Ablative heating leads to tissue dehydration and water vaporization, which cause dramatic increases in circuit impedance. These rapid and often sudden increases in impedance can be used as a feedback signal in RF generators, which will be covered in more detail later. When these effects begin to inhibit current flow from a generator, alternative methods to decrease circuit impedance such as expanding the electrode surface area, pulsing the input power, and injections of saline can be used to augment RF current flow.

Irreversible cellular injury occurs when cells are heated to 46°C for 60 minutes, and occurs more rapidly as the temperature rises.

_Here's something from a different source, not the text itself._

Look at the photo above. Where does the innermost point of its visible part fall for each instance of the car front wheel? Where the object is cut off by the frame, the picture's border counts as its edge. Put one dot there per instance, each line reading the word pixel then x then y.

Immediate cellular damage centers on protein coagulation of cytosolic and mitochondrial enzymes and nucleic acid–histone protein complexes. The exact temperature at which cell death occurs is multifactorial and tissue specific. Based upon prior studies demonstrating that tissue coagulation can be induced by focal tissue heating to ∼50°C for <5 minutes, this has become the standard surrogate endpoint for thermal ablation therapies (Fig. 2).